I was recently studying exponential and logarithmic series on Higher Algebra by Hall and Knight. While reading it I encountered a solved example:—
To expand $\log _{e}(1+x)$ in ascending powers of $x$.
Let us suppose $e^c=a$, so that $c=\log _{e} a$; by substituting for c we obtain
$a^{y}=1+y \log _{e} a+\frac{y^{2}\left(\log _{e} a\right)^{2}}{2 !}+\frac{y^{3}\left(\log _{e} a\right)^{3}}{3 !}+\ldots$
In this series write $1+x$ for $a$; thus
$(1+x)^{y}=1+y \log _{e}(1+x)+\frac{y^{2}}{2 !}\left\{\log _{e}(1+x)\right\}^{2}+\frac{y^{3}}{3 !}\left\{\log _{e}(1+x)\right\}^{3}+\text{ }\ldots .(1)$
Also by Binomial Theorem when $x<1$ we have
$(1+x)^{y}=1+y x+\frac{y(y-1)}{2 !} x^{2}+\frac{y(y-1)(y-2)}{3 !} x^{3}+\text{ }\ldots .(2)$
Now in $(2)$ the coefficient of y is
$x+\frac{(-1)}{1 \cdot 2} x^{2}+\frac{(-1)(-2)}{1 \cdot 2 \cdot 3} x^{3}+\frac{(-1)(-2)(-3)}{1 \cdot 2 \cdot 3 \cdot 4} x^{4}+\ldots$
That is, $x-\frac{x^{2}}{2}+\frac{x^{3}}{3}-\frac{x^{4}}{4}+\ldots$
Equate this to the coefficient of y in $(1)$; thus we have
$\log _{e}(1+x)=x-\frac{x^{2}}{2}+\frac{x^{3}}{3}-\frac{x^{4}}{4}+\ldots$
Can anyone please explain me how in this "Now in $(2)$ the coefficient of y is" step the coefficient of $y$ is found to be the series given below?
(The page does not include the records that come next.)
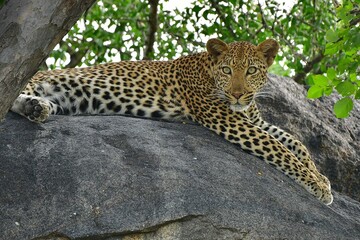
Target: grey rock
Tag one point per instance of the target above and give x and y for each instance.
(333, 143)
(116, 177)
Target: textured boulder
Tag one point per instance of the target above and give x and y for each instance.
(114, 177)
(333, 143)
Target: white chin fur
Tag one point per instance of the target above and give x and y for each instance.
(238, 107)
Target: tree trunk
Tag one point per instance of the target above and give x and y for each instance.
(29, 30)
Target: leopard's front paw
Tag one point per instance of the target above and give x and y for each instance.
(36, 110)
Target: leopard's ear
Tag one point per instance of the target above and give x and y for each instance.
(269, 49)
(216, 47)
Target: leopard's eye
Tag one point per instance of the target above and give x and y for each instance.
(226, 70)
(251, 70)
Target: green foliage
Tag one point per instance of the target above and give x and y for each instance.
(343, 44)
(311, 38)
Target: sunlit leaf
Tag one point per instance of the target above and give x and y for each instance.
(343, 107)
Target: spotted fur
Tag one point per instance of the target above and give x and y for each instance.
(215, 88)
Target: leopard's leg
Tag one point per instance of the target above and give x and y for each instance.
(289, 141)
(238, 129)
(36, 109)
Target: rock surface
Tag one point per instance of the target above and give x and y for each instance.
(333, 143)
(115, 177)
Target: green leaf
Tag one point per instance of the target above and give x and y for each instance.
(343, 107)
(331, 36)
(331, 73)
(331, 48)
(315, 91)
(320, 80)
(345, 88)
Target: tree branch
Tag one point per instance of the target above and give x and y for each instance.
(149, 48)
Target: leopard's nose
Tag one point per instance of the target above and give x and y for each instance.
(236, 95)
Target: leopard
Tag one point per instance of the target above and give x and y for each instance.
(215, 88)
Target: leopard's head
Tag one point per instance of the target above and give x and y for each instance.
(240, 69)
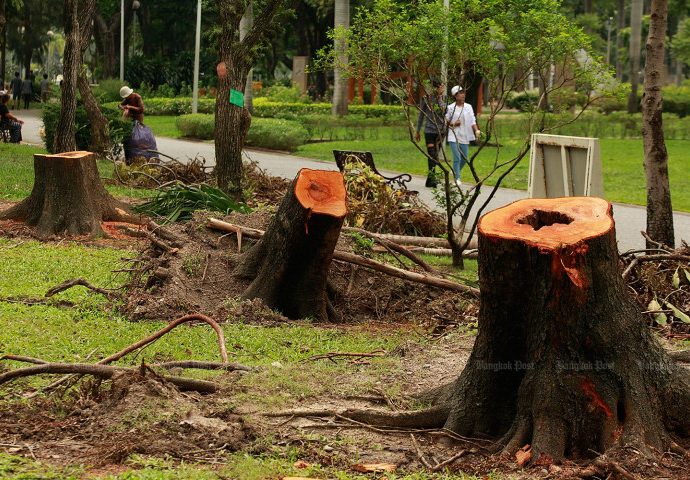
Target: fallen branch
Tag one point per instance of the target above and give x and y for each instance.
(67, 284)
(101, 371)
(357, 260)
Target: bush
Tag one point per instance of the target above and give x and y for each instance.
(274, 133)
(199, 125)
(119, 128)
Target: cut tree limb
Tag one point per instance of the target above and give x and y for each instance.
(216, 224)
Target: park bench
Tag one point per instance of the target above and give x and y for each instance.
(342, 156)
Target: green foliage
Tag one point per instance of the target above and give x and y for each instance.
(277, 134)
(108, 90)
(199, 125)
(177, 202)
(118, 127)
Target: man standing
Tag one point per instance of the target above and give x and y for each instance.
(432, 108)
(45, 88)
(16, 87)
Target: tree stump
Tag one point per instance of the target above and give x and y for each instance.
(290, 263)
(67, 197)
(563, 360)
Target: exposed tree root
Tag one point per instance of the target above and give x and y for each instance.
(67, 284)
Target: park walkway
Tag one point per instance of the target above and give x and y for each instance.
(630, 219)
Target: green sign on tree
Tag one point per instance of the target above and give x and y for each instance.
(236, 97)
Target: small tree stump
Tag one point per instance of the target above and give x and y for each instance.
(290, 263)
(67, 197)
(563, 360)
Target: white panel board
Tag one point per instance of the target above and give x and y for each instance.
(562, 166)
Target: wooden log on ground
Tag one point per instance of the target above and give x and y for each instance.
(563, 360)
(289, 265)
(68, 197)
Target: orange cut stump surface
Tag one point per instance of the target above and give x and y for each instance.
(322, 192)
(549, 223)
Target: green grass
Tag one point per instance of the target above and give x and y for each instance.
(621, 162)
(17, 179)
(163, 125)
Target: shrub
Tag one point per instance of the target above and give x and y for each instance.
(199, 125)
(274, 133)
(119, 128)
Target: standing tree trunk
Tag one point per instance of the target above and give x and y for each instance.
(290, 263)
(68, 197)
(98, 124)
(342, 19)
(659, 209)
(620, 15)
(236, 58)
(563, 361)
(64, 132)
(635, 52)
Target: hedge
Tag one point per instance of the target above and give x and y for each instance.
(118, 127)
(273, 133)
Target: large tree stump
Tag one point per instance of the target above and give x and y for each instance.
(67, 197)
(290, 263)
(563, 360)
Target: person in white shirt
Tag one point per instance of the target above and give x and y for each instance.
(462, 129)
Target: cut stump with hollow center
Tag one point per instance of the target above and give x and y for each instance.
(563, 360)
(68, 197)
(289, 265)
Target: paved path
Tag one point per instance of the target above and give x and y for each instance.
(630, 219)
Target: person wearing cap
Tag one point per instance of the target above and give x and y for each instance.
(462, 129)
(431, 108)
(132, 104)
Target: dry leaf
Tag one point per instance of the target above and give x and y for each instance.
(374, 467)
(523, 455)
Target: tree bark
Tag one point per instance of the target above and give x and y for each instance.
(342, 18)
(290, 263)
(98, 124)
(563, 360)
(67, 197)
(65, 140)
(620, 14)
(635, 52)
(659, 208)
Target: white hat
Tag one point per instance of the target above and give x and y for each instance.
(126, 91)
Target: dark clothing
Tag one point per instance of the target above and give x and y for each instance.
(136, 104)
(432, 108)
(16, 87)
(15, 128)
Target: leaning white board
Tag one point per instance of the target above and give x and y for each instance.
(562, 166)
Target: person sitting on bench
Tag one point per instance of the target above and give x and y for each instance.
(9, 121)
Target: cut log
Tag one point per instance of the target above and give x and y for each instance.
(563, 360)
(68, 197)
(289, 265)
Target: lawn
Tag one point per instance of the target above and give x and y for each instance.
(17, 179)
(624, 179)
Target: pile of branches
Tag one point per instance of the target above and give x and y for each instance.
(156, 173)
(374, 206)
(660, 280)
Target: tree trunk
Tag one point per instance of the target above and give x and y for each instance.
(68, 197)
(563, 360)
(245, 25)
(659, 209)
(64, 132)
(290, 263)
(635, 52)
(98, 124)
(620, 14)
(342, 18)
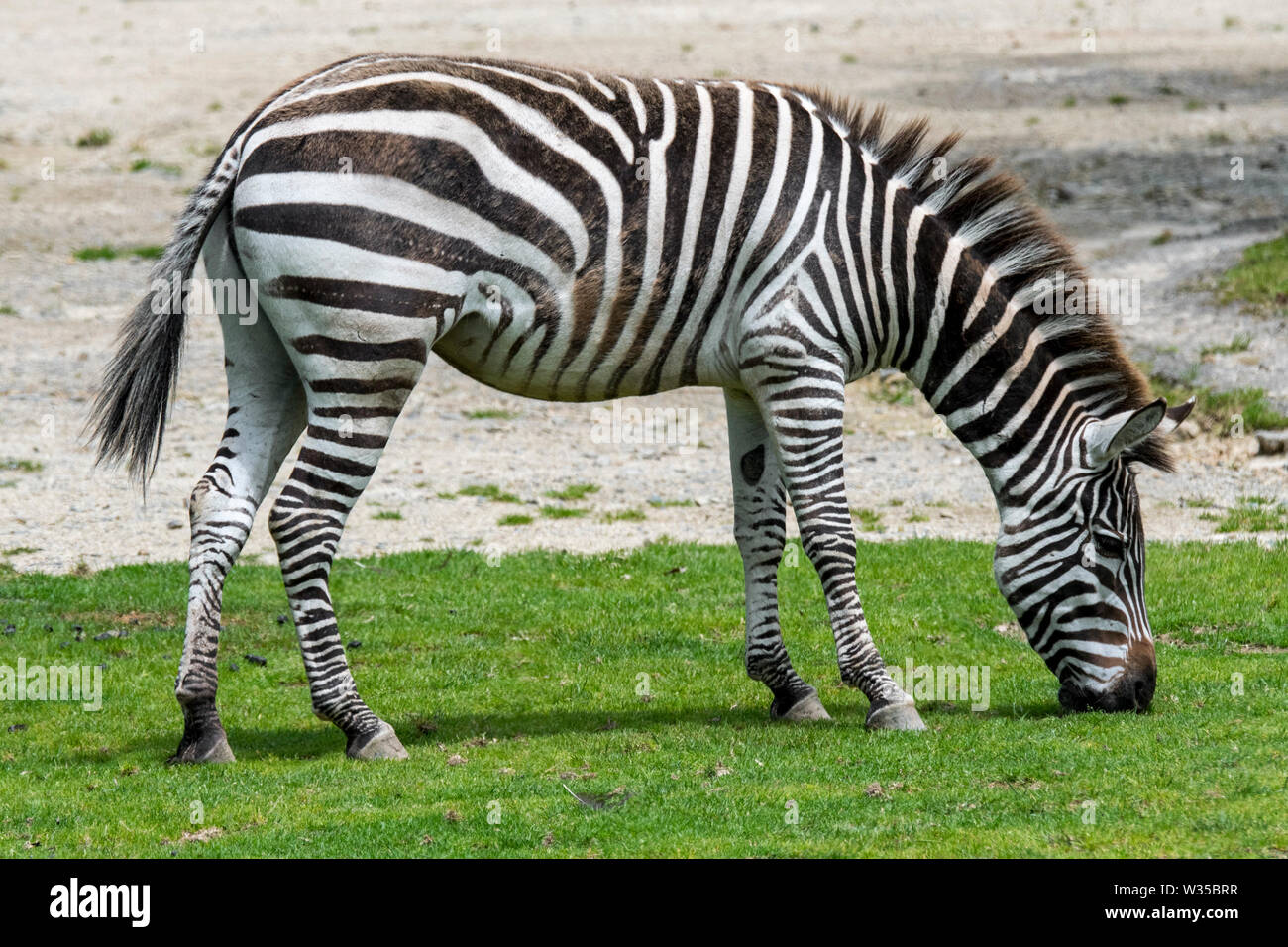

$x+\frac{(-1)}{1 \cdot 2} x^{2}+\frac{(-1)(-2)}{1 \cdot 2 \cdot 3} x^{3}+\frac{(-1)(-2)(-3)}{1 \cdot 2 \cdot 3 \cdot 4} x^{4}+\ldots$
Can anyone provide a proof of this?
Any help would be appreciated.
Edit:— Thanks to AkivaWeinberger for explaining me.
In the later articles the book is repeatedly stating about the coefficient of $y^2$ without showing what it is or how it is to be found out.
Can anyone please show me how to find the coefficient of$y^2$ from (2)?